High hydrostatic pressure (HHP) is a new type of non-thermal food processing technology that is very important for ensuring the safety and quality of food. However, the biological molecular mechanism of HHP sterilization remains unclear. Here, our study explored the sterilizing effects of different HHP-boosting processes (boost mode and rate) on Escherichia coli O157:H7 and elucidated the biological mechanism based on the GroEL protein and its interacting proteins. First, the effects of different boost modes and rates on the bactericidal effect of E. coli O157:H7 were analyzed. The results showed that the bactericidal effect of the linear and fast boosting treatment was the most significant, and the expression of the GroEL protein in E. coli O157:H7 also increased under all four different boost modes and rates. The proteins that interacted with GroEL under different boost modes and rates were obtained and analyzed by immunoprecipitation and mass spectrometry (MS).
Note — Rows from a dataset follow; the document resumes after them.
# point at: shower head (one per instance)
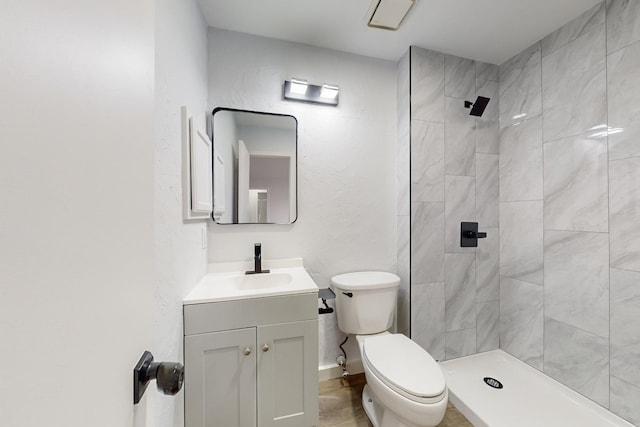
(478, 106)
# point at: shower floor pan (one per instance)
(528, 397)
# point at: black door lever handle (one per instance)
(474, 234)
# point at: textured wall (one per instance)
(451, 176)
(569, 205)
(346, 160)
(181, 79)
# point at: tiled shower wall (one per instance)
(447, 173)
(570, 205)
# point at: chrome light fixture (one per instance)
(388, 14)
(300, 90)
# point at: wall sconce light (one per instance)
(300, 90)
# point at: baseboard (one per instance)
(329, 372)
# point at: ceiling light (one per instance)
(388, 14)
(329, 91)
(299, 86)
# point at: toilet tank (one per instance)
(365, 301)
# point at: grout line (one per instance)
(606, 96)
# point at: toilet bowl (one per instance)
(403, 380)
(405, 385)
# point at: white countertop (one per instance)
(228, 281)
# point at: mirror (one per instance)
(254, 167)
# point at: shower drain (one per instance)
(492, 382)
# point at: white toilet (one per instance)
(405, 385)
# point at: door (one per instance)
(77, 240)
(220, 379)
(288, 374)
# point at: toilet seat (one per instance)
(404, 367)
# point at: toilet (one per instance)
(405, 385)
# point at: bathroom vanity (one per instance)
(251, 347)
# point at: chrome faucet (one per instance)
(257, 260)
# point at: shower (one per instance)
(478, 106)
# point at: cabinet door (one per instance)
(288, 374)
(220, 379)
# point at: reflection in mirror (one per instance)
(254, 167)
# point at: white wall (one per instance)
(76, 224)
(346, 159)
(181, 79)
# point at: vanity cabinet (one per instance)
(252, 363)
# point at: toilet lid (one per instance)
(402, 364)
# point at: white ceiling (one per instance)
(485, 30)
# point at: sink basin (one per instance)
(228, 281)
(258, 281)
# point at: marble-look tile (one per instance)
(404, 232)
(460, 205)
(427, 85)
(521, 321)
(459, 143)
(521, 242)
(624, 213)
(576, 279)
(625, 324)
(521, 161)
(624, 400)
(485, 71)
(427, 317)
(623, 23)
(403, 239)
(460, 291)
(488, 266)
(427, 242)
(459, 77)
(576, 186)
(520, 87)
(487, 136)
(623, 87)
(577, 359)
(487, 190)
(427, 161)
(460, 343)
(489, 89)
(574, 29)
(403, 310)
(574, 86)
(403, 132)
(487, 325)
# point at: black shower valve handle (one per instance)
(475, 234)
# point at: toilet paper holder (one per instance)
(169, 376)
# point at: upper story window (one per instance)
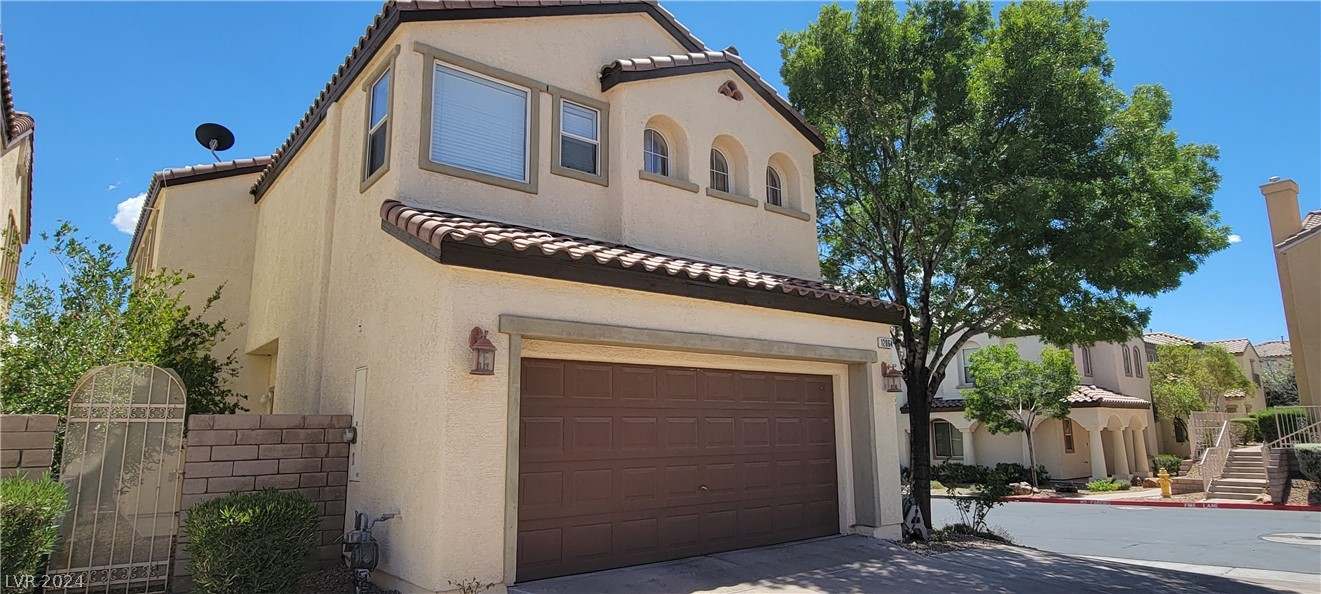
(655, 153)
(774, 188)
(378, 126)
(480, 124)
(719, 170)
(580, 137)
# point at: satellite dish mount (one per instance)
(214, 137)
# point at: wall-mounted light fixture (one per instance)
(892, 376)
(484, 353)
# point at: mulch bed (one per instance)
(337, 580)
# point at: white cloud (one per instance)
(127, 213)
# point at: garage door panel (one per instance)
(674, 461)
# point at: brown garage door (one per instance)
(624, 465)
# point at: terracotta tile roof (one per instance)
(411, 11)
(694, 61)
(1237, 346)
(1093, 396)
(192, 173)
(436, 229)
(1167, 338)
(1274, 349)
(1311, 226)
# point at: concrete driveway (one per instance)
(857, 564)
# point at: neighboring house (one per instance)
(1297, 260)
(16, 155)
(1274, 354)
(626, 218)
(1107, 432)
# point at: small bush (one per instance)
(1309, 461)
(1105, 485)
(251, 541)
(1169, 462)
(29, 524)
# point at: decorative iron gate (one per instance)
(122, 462)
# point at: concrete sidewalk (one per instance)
(857, 564)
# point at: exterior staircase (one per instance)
(1243, 477)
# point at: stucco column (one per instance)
(1120, 454)
(1098, 453)
(1144, 467)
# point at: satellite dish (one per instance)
(214, 137)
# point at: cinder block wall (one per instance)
(27, 444)
(303, 453)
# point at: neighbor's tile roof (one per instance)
(1090, 396)
(1274, 349)
(210, 170)
(1311, 226)
(1234, 345)
(395, 12)
(708, 57)
(435, 229)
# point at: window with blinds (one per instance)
(480, 124)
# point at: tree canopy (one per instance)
(1012, 394)
(98, 314)
(988, 174)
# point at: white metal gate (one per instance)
(122, 463)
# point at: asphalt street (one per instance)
(1225, 537)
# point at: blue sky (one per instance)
(118, 87)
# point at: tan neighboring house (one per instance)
(16, 157)
(1108, 430)
(1297, 259)
(626, 218)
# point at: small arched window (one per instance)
(719, 170)
(655, 153)
(774, 188)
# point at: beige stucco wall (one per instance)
(206, 229)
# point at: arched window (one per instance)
(655, 153)
(719, 170)
(774, 188)
(946, 441)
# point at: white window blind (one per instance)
(478, 124)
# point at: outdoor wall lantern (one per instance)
(892, 376)
(484, 353)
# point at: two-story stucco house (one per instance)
(16, 155)
(626, 218)
(1110, 430)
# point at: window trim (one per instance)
(728, 173)
(603, 135)
(386, 66)
(534, 89)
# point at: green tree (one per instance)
(1012, 395)
(1282, 387)
(97, 314)
(1186, 379)
(988, 176)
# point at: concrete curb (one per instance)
(1185, 504)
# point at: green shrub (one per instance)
(1103, 485)
(1275, 423)
(1251, 433)
(1169, 462)
(29, 523)
(1309, 461)
(251, 541)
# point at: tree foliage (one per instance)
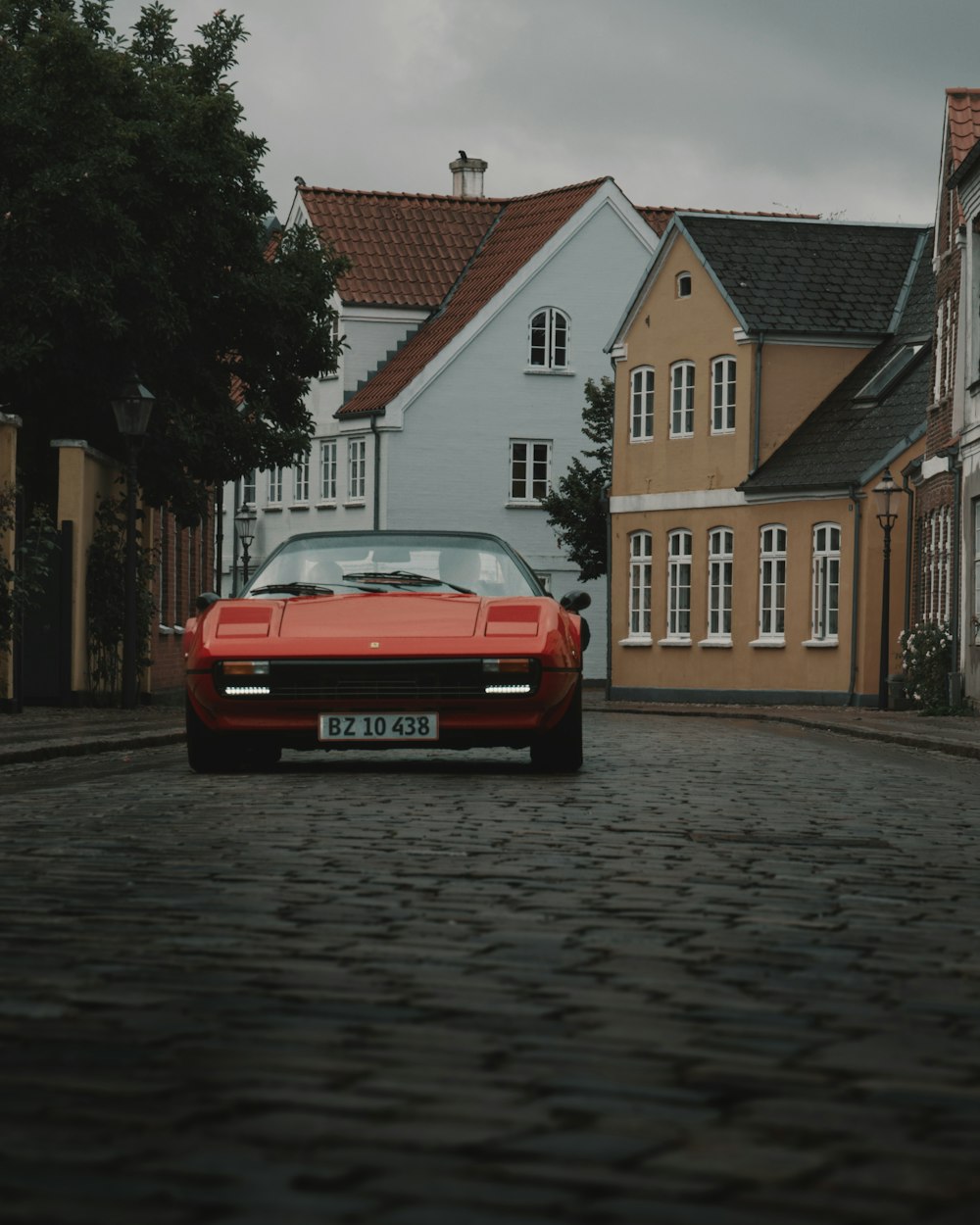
(133, 235)
(577, 509)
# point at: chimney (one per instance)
(466, 175)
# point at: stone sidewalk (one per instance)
(44, 733)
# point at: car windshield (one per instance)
(372, 562)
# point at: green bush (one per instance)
(926, 662)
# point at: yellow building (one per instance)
(768, 373)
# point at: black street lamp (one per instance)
(245, 519)
(885, 491)
(131, 406)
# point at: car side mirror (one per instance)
(576, 601)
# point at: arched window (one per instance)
(723, 395)
(549, 333)
(641, 405)
(679, 584)
(641, 557)
(826, 582)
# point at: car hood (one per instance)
(381, 613)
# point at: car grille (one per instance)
(396, 679)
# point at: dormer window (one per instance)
(549, 339)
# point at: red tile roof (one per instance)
(405, 250)
(522, 228)
(963, 109)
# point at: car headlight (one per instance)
(244, 677)
(509, 675)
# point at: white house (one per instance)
(470, 326)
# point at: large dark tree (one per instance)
(577, 509)
(133, 235)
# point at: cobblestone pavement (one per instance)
(726, 975)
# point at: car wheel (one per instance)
(559, 751)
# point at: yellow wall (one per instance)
(691, 483)
(83, 476)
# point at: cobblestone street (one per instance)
(726, 975)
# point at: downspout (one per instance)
(758, 406)
(956, 686)
(856, 581)
(377, 474)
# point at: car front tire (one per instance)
(559, 751)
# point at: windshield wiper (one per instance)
(405, 576)
(295, 589)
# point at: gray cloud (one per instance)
(753, 104)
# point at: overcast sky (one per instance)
(828, 107)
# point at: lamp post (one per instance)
(885, 491)
(131, 406)
(245, 519)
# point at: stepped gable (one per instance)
(520, 229)
(795, 275)
(406, 250)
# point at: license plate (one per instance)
(367, 726)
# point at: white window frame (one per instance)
(357, 469)
(549, 339)
(328, 470)
(245, 490)
(274, 486)
(723, 395)
(720, 581)
(529, 470)
(772, 583)
(302, 480)
(824, 613)
(975, 621)
(682, 400)
(937, 564)
(679, 568)
(642, 386)
(641, 578)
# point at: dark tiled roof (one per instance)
(823, 278)
(846, 437)
(522, 228)
(405, 250)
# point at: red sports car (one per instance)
(386, 640)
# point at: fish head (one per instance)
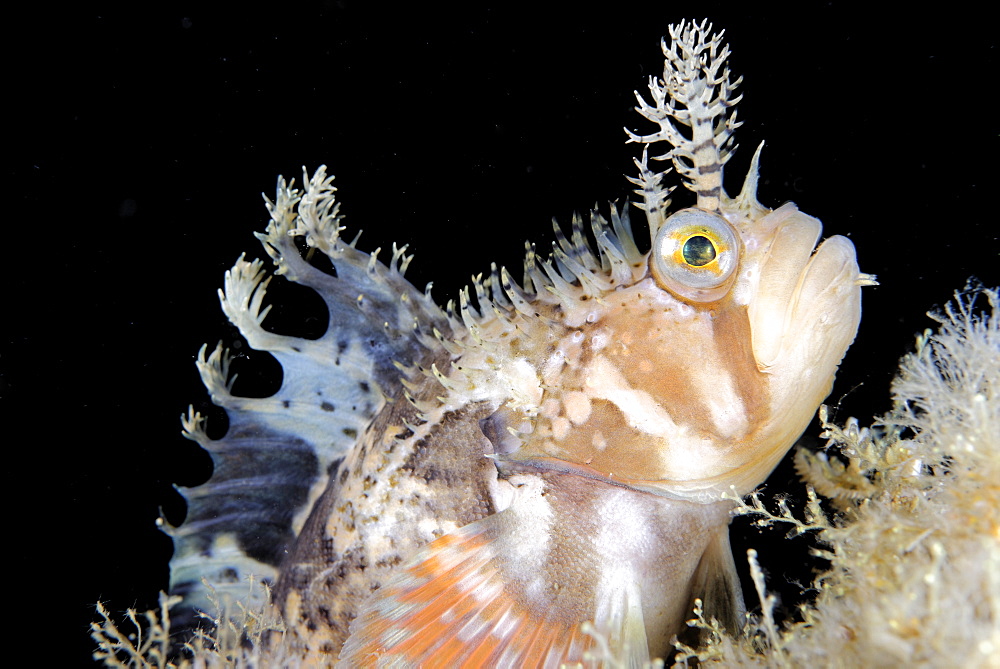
(697, 378)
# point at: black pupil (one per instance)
(698, 251)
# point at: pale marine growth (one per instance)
(914, 543)
(543, 470)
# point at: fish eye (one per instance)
(694, 255)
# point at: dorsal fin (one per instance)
(694, 92)
(279, 451)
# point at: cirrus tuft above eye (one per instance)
(695, 255)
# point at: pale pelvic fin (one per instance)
(457, 604)
(717, 584)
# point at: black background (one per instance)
(140, 142)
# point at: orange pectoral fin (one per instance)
(452, 607)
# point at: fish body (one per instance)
(544, 462)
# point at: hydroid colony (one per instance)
(530, 412)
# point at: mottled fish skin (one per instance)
(498, 482)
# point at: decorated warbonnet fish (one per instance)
(501, 480)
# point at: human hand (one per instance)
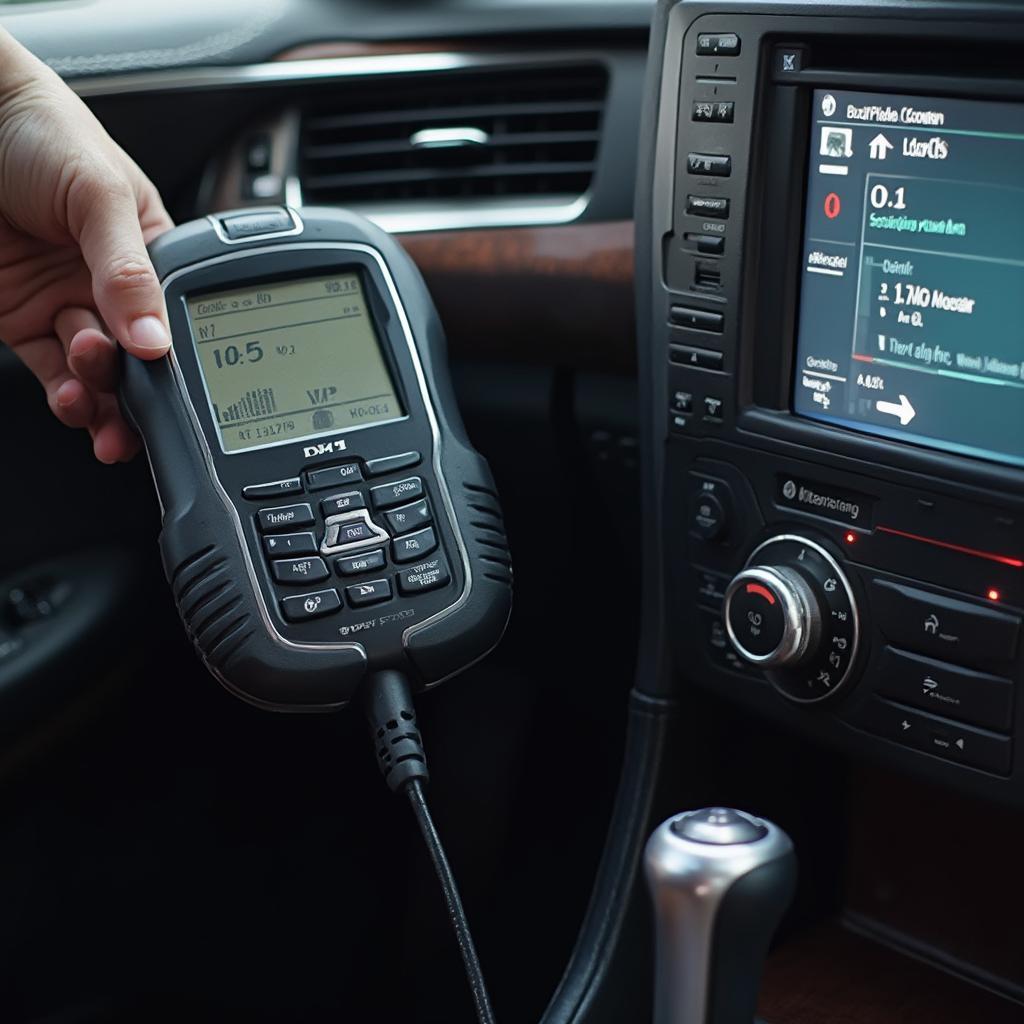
(76, 214)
The differences in the metabolic pathways of the E. coli O157:H7 stress response induced by different boosting methods and rates were analyzed. The results of the KEGG pathway analysis indicated that these interacting proteins were involved in 42 metabolic pathways mainly concentrated in ribosome, ABC transporter, oxidative phosphorylation and sulfate assimilation and cysteine biosynthesis. According to the difference in the stress-related metabolic pathway, the key interacting proteins NuoB, NuoF, CysD, ZnuC and RplX were screened, and their interaction with GroEL was verified in vivo by co-immunoprecipitation (CoIP). Finally, the linear and fast boost mode could reduce the defense capacity of E. coli O157:H7 cells against HHP stress, which is not conducive to the survival of E. coli O157:H7 under HHP, resulting in the best bactericidal effect.